As I wrote in my recent scuttle fly post, I ended up adding my worms earlier than planned (last Saturday to be exact). I wanted to make sure they established themselves in the bin as quickly as possible so as to offer some competition for the fly larvae.
I actually ended up adding Euros AND Red Worms. My original plan had been to wait for a while to add the Reds (to give the Euros a nice headstart in the system), but I noticed that there were no scuttle flies in my Red Worm bin (from my “plastic worm bin follow-along“) – unlike the Euro bin which seemed to have a fair number of them. I thought this might be a sign that Red Worms are better at outcompeting the larvae than Euros.

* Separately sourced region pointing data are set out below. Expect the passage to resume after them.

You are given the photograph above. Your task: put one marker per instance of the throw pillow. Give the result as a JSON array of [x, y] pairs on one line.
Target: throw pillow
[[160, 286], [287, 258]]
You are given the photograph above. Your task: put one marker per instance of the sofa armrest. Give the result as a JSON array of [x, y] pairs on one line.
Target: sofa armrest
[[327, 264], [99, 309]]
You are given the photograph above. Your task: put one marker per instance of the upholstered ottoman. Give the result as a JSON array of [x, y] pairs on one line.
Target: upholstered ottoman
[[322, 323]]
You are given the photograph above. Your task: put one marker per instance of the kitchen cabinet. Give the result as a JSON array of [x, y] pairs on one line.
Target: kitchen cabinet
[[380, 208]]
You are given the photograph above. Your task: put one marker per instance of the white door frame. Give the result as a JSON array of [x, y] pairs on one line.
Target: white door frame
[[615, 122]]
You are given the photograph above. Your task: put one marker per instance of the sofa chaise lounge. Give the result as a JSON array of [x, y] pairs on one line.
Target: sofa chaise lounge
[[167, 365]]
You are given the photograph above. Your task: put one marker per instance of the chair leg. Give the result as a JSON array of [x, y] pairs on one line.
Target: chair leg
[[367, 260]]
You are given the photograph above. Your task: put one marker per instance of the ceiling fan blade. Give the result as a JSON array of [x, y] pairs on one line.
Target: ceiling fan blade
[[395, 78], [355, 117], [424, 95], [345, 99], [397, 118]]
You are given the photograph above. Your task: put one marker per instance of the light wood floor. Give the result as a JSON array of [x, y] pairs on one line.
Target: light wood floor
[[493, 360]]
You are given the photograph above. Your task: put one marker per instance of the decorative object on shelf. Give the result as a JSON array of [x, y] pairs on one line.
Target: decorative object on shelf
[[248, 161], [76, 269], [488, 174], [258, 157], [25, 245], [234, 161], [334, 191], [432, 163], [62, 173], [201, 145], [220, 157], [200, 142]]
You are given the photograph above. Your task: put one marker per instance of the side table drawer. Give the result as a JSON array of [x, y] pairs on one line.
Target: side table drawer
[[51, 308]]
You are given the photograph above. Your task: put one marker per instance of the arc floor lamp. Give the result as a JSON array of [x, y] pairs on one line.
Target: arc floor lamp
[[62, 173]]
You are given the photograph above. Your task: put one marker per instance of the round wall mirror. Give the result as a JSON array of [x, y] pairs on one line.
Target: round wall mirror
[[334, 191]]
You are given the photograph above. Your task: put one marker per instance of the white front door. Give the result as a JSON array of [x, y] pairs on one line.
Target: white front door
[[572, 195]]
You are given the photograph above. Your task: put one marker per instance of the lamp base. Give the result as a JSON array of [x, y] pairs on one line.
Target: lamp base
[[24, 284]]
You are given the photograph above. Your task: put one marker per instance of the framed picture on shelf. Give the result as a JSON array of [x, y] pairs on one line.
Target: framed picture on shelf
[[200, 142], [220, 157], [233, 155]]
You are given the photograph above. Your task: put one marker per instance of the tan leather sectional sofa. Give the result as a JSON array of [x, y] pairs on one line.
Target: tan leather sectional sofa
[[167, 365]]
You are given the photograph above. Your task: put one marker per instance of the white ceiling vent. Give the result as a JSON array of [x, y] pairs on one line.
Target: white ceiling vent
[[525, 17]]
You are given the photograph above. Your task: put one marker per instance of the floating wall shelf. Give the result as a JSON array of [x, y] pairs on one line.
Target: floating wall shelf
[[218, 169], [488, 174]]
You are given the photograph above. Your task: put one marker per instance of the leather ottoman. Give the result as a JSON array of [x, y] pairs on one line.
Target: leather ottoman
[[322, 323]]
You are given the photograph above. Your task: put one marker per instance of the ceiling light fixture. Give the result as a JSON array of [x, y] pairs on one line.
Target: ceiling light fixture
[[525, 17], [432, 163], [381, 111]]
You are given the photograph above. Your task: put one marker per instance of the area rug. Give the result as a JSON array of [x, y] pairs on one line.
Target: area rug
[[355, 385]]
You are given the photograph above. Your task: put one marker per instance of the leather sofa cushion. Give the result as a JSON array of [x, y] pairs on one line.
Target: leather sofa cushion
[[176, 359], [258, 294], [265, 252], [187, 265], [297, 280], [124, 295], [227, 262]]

Whatever the case may be, I think it’s going to be a really interesting experiment to have both of them in there. Apart from wondering about Euros in flow-through systems, people also ask about mixing Euros and Reds in the same system. Normally I recommend avoiding this, since it may hamper the success of your Euros, and it makes it difficult to separate them later on – but again, it’s always fun to challenge my assumptions (based on previous experience) and to test things out again.
As alluded to above, it was my plastic “follow-along” bin that I added to the new bin. It was absolutely loaded with small Red Worms, so I think that will get me headed in the right direction pretty quickly as far as building up my worm population goes.
I performed a similar bin-dump with one of my Euro bins – and as you can see the material in the bin was quite similar in appearance (i.e. pretty sludgy). Plenty of Euros in there, though!
I made sure to spread everything out as much as possible, while still keeping all the worm habitat (and worms) together in a layer. The last thing I wanted to do was mix everything up in the bin, forcing the worms down into zones that may have still been inhospitable for them. On top I added moistened newsprint strips.
Over top of that I added a very thick layer of dry shredded newsprint.
With the sludgy habitat material sitting up on top of a thick layer of straw – resulting in much better aeration – and the worms continuing to work on it, it’s amazing how quickly it’s been converted into something much closer to nice looking vermicompost in the short time since everything was added to the bin!
As I expected, a lot of the worms have remained in the old habitat material, but I’m starting to find quite a few down in the straw (and I have little doubt many have made their way even further down as well).
I’ve been blown away by how quickly the level of material in the bin has been dropping. I keep topping up with shredded newsprint, but within a day or so it’s already down again. There has certainly been some heating in the bin – especially in the middle – but I haven’t come across any zones over 40 C (104 F).
Temps around the outer walls are much more reasonable (in the 20-30 C | 68-86 F range) – and not too surprisingly, this is where all the worms seem to be hanging out. I haven’t added ANY more food yet. I definitely want to give the system some time to cool down and allow the worms to work on what’s already there. This practice is never a bad idea when you first start up a vermicomposting system.
I’ve finally started finding droplets of water down on the cardboard false bottom and bars of the floor grate, but nothing seems to be dripping down onto my tarp below. Nor have there been any worms (or other critters) trying to escape at all.
I have noticed a LOT of pseudoscorpions up near the lid, though, which seems interesting. I guess they may prefer lower humidity and lower temperatures.
Speaking of lower temperatures – as mentioned in another recent post, I ordered some parasitic nematodes (Steinernema feltiae), and they arrived earlier in the week. I am holding off on adding any to the VB48 though. They do not do well when temps are high, so I think it’s best to wait until most of the bin has dropped down closer to 20 C (68F). I’ll likely try them in a couple other smaller systems in the meantime.
One other quick thing to mention. I have NOT been recording the weights of materials added to the bin as of yet, but I really want to start doing so. I think it would be a lot of fun to see how much food waste and bedding this system can process over time. I’ll likely just use 20 lb as my starting amount (I know I’ve added at least that much material thus far), and start weighing/recording everything from here on out.